BWW Review: RAVEL PIANO CONCERTO at Charlotte Symphony OrchestraJan 30, 2022
By Perry Tannenbaum, Broadway World Review --
You could arguably call it a facelift. After Charlotte Symphony's powerful performance of Mahler's somber, morbid, mercurial, epic, and sometimes phantasmagorical Ninth Symphony, almost everything seemed changed two weeks later. A new conductor was onstage, Australia-born maestra Jessica Cottis, making her Queen City debut.
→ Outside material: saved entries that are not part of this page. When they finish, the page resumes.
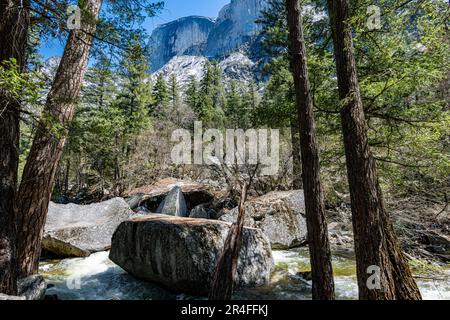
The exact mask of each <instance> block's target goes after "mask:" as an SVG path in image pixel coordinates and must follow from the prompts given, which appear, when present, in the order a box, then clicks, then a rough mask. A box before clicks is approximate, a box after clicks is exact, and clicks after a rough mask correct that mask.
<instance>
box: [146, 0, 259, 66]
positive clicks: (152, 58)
mask: <svg viewBox="0 0 450 320" xmlns="http://www.w3.org/2000/svg"><path fill="white" fill-rule="evenodd" d="M266 6H267V0H231V2H230V3H229V4H227V5H226V6H225V7H223V8H222V10H220V12H219V14H218V17H217V19H212V18H208V17H201V16H190V17H184V18H180V19H177V20H175V21H172V22H169V23H166V24H163V25H161V26H159V27H157V28H156V29H155V30H154V31H153V33H152V35H151V40H150V43H149V46H150V49H151V51H152V55H151V58H150V67H151V70H152V71H157V70H159V69H161V68H162V67H163V66H164V65H166V64H167V63H168V62H169V61H170V60H171V59H173V58H174V57H179V56H199V57H206V58H216V59H217V58H219V59H220V58H223V57H225V56H227V55H230V54H232V53H234V52H236V51H237V50H238V49H239V48H240V47H241V46H242V45H244V44H246V43H248V42H249V41H250V40H251V39H252V38H253V37H254V36H255V35H256V34H257V33H258V31H259V30H260V27H259V26H258V24H256V23H255V21H256V20H257V19H258V17H259V15H260V12H261V10H263V9H264V8H265V7H266Z"/></svg>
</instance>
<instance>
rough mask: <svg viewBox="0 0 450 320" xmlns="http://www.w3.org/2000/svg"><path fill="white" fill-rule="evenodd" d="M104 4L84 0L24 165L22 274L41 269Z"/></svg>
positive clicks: (23, 184)
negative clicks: (58, 166) (67, 142)
mask: <svg viewBox="0 0 450 320" xmlns="http://www.w3.org/2000/svg"><path fill="white" fill-rule="evenodd" d="M101 4H102V1H101V0H87V1H86V2H84V1H80V4H79V5H80V7H81V11H82V23H81V30H72V31H71V32H70V34H69V38H68V40H67V43H66V47H65V49H64V54H63V57H62V59H61V62H60V64H59V67H58V71H57V73H56V77H55V80H54V82H53V85H52V88H51V90H50V92H49V94H48V97H47V102H46V105H45V110H44V112H43V115H42V117H41V121H40V123H39V125H38V128H37V131H36V135H35V138H34V141H33V145H32V147H31V150H30V154H29V156H28V159H27V162H26V165H25V169H24V172H23V177H22V181H21V184H20V188H19V199H20V201H18V224H17V226H18V238H19V239H18V240H19V241H18V244H19V245H18V258H19V263H20V274H21V275H22V276H27V275H30V274H33V273H36V272H37V270H38V263H39V256H40V253H41V243H42V235H43V231H44V224H45V221H46V218H47V210H48V204H49V201H50V196H51V193H52V189H53V185H54V180H55V172H56V169H57V167H58V163H59V160H60V159H61V154H62V151H63V148H64V144H65V140H66V135H67V131H68V126H69V125H70V123H71V121H72V118H73V114H74V109H75V105H76V102H77V99H78V96H79V93H80V89H81V85H82V82H83V78H84V74H85V72H86V67H87V63H88V57H89V50H90V48H91V45H92V35H93V34H94V33H95V30H96V20H97V17H98V14H99V10H100V7H101Z"/></svg>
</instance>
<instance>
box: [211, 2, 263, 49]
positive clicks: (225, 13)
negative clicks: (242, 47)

All six guest artists were making their debuts in Symphony's Classics Series, and even the site of their musicmaking was different, moving southward from Belk Theater at the Blumenthal PAC to Knight Theater at Levine Avenue of the Arts. Most transformative was the music, a kaleidoscopic multinational program connected by a distinct American thread.
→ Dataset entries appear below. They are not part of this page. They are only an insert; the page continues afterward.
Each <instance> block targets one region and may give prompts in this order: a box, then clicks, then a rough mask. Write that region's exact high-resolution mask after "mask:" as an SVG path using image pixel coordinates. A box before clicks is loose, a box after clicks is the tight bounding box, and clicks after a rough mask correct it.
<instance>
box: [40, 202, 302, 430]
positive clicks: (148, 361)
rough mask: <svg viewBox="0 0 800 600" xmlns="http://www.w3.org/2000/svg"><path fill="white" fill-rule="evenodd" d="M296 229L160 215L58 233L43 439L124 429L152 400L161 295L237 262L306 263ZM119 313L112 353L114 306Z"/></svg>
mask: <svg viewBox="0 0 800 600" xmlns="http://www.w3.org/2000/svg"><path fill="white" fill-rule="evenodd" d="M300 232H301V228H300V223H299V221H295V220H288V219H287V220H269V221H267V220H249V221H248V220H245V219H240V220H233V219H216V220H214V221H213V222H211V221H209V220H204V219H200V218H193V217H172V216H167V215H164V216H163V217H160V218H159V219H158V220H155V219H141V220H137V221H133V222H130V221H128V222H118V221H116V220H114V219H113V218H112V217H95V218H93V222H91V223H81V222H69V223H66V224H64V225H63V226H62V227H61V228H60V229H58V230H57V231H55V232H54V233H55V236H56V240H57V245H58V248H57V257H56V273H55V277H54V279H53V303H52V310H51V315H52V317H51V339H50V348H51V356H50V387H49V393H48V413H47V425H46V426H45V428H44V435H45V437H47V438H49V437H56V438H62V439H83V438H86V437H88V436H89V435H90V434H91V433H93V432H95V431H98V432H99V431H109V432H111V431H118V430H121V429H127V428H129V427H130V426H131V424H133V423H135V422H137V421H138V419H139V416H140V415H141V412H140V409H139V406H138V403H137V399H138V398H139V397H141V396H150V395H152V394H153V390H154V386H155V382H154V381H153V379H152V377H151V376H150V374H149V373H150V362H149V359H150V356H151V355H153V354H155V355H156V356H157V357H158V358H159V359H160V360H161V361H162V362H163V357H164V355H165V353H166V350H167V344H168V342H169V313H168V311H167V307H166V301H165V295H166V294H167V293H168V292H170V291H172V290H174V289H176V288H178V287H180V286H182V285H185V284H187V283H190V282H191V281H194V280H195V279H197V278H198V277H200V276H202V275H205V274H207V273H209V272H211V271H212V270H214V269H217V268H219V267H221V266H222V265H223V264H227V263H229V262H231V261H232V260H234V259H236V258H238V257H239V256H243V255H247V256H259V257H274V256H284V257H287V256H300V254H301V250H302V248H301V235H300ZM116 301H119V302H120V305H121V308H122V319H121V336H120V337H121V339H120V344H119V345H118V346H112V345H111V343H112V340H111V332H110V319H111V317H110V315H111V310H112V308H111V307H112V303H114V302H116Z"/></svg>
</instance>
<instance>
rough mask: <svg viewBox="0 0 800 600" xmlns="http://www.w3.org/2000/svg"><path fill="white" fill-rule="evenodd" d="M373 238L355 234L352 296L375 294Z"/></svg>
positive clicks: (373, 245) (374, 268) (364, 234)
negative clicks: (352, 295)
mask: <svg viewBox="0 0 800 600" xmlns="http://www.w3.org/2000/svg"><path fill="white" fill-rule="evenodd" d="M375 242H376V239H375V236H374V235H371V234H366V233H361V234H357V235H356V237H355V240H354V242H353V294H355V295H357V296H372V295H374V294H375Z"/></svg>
The headliner on the program was Maurice Ravel'S PIANO CONCERTO, last performed by Symphony in 2013 when the wondrous Pascal Rogé made his Belk Theater debut at the keyboard. Jesse Montgomery's folksy, bluegrass-flavored Strum preceded the main event, when Canadian pianist Stewart Goodyear seated himself at the Steinway. Cottis had plenty more excitement in store for us after intermission, plunging into Igor Stravinsky's Circus Polka, for a Young Elephant - actually written at choreographer George Balanchine's request in 1942 for Ringling Brothers Barnum & Bailey's massive troupe of not-yet-controversial young elephants. Uncannily, another Balanchine commission rounded out the program, Kurt Weill's The Seven Deadly Sins (1932) with lyrics by Bertold Brecht - obviously written for people rather than pachyderms.